The question of power then takes centre stage, and serves as an obvious explanation of why it is with no difference between the male and female vocal tract, differences of pitch are nonetheless associated with gender. Boys belong to hierarchically organised groups in which language is made to serve the maintenance of power. Girls are excluded from this, and tend to form close friendships instead, with a chiastic dichotomy of collaborative and competitive models becoming established. However women are clearly moving outside the co-operative stereotype, by adopting an assertive style in group interaction, and prosodic features more typical of men i.e. falls rather than rising intonation patterns, use of non-standard accents and swearing. Some very pertinent examples of this can be found in popular lyrics. Swearing has historically been common among male artists, but has increasingly been appropriated by women. To this, it may be objected that women are taking on masculine models and not vice versa. It may be replied that there is no need for women to permanently adopt anything, but rather to appropriate certain previously unavailable registers for certain very specific contexts. A co-operative model of speech is not only a stereotype in its own right, but is also blatantly unsuitable for some public contexts in exactly the same manner in which a competitive model is inappropriate for private conversation.

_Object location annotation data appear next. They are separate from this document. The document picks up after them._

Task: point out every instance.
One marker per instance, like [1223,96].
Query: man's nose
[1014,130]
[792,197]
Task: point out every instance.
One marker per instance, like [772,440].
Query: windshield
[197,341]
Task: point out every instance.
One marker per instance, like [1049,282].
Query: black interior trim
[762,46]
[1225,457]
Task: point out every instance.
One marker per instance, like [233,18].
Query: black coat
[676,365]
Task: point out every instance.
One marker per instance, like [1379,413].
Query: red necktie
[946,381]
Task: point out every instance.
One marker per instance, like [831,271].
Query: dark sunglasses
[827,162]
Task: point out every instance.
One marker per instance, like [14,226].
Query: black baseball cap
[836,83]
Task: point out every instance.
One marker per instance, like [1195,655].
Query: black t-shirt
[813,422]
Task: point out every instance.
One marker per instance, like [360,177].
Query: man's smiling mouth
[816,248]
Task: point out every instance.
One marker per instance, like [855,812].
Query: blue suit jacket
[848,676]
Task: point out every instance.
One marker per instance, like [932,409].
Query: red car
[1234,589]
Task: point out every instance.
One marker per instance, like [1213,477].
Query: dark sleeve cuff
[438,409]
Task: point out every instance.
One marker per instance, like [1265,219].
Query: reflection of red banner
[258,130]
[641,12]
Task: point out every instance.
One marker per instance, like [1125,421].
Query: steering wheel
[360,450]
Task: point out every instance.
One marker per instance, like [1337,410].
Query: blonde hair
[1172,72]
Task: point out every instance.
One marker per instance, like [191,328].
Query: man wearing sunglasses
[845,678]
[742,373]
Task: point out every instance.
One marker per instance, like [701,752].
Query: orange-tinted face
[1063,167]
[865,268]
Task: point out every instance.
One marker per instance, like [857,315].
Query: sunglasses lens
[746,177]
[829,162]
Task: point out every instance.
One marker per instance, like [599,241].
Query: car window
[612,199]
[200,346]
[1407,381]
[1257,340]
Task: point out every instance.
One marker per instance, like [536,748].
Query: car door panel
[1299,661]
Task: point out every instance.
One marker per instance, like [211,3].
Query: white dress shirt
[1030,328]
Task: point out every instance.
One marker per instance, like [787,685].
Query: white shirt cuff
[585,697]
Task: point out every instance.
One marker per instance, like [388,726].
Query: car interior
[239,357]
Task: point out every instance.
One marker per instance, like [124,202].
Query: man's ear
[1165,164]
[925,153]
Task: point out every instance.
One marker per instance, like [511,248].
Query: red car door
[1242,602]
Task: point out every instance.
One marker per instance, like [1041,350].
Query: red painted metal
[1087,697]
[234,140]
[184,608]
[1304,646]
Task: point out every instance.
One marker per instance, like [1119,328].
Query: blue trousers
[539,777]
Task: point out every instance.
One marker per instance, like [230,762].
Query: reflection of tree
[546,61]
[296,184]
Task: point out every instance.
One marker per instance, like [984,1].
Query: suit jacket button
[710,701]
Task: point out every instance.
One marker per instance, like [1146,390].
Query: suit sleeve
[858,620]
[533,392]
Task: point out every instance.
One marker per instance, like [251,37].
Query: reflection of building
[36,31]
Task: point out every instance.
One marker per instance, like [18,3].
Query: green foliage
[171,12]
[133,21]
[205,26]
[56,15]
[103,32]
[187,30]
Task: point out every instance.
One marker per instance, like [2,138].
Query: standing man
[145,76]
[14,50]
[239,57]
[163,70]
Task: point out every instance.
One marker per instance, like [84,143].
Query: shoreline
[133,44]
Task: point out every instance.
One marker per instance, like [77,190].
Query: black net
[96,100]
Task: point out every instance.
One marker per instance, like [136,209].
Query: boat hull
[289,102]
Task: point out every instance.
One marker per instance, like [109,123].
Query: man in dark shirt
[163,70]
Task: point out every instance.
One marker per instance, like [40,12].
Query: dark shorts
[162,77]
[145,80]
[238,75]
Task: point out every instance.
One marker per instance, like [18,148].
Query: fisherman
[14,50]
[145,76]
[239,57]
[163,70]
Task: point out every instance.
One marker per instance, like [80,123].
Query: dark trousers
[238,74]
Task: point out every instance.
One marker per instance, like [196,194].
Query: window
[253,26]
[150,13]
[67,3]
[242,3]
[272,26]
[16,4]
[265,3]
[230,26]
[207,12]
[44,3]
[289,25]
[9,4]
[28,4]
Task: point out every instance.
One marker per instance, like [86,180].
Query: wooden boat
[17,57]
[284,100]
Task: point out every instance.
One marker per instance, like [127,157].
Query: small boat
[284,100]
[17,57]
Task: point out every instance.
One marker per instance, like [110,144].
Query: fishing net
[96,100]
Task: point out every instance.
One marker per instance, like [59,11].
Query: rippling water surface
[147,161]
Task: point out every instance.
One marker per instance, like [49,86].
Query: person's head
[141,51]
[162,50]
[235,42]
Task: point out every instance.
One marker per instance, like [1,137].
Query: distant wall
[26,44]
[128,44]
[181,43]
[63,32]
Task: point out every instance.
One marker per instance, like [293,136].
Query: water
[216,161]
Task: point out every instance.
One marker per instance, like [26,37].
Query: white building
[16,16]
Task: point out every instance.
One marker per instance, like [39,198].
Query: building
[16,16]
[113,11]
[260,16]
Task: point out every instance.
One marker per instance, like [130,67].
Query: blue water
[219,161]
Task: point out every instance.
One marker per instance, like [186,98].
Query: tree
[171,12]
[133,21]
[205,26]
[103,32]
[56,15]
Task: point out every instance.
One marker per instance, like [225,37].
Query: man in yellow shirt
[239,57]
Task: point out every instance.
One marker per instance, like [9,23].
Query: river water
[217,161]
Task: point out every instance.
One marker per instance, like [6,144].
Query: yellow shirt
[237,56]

1. The term spinster having the following etymology: 'a woman of evil life and character; - so called from being forced to spin in a house of correction' and not merely a single elderly lady, which was the meaning that came to predominate later on. Bachelor also has certain notions of being impecunious or not of full status (hence bachelor of arts in academic parlance, as opposed to master of arts), but also shifted in meaning to concentrate on being unmarried.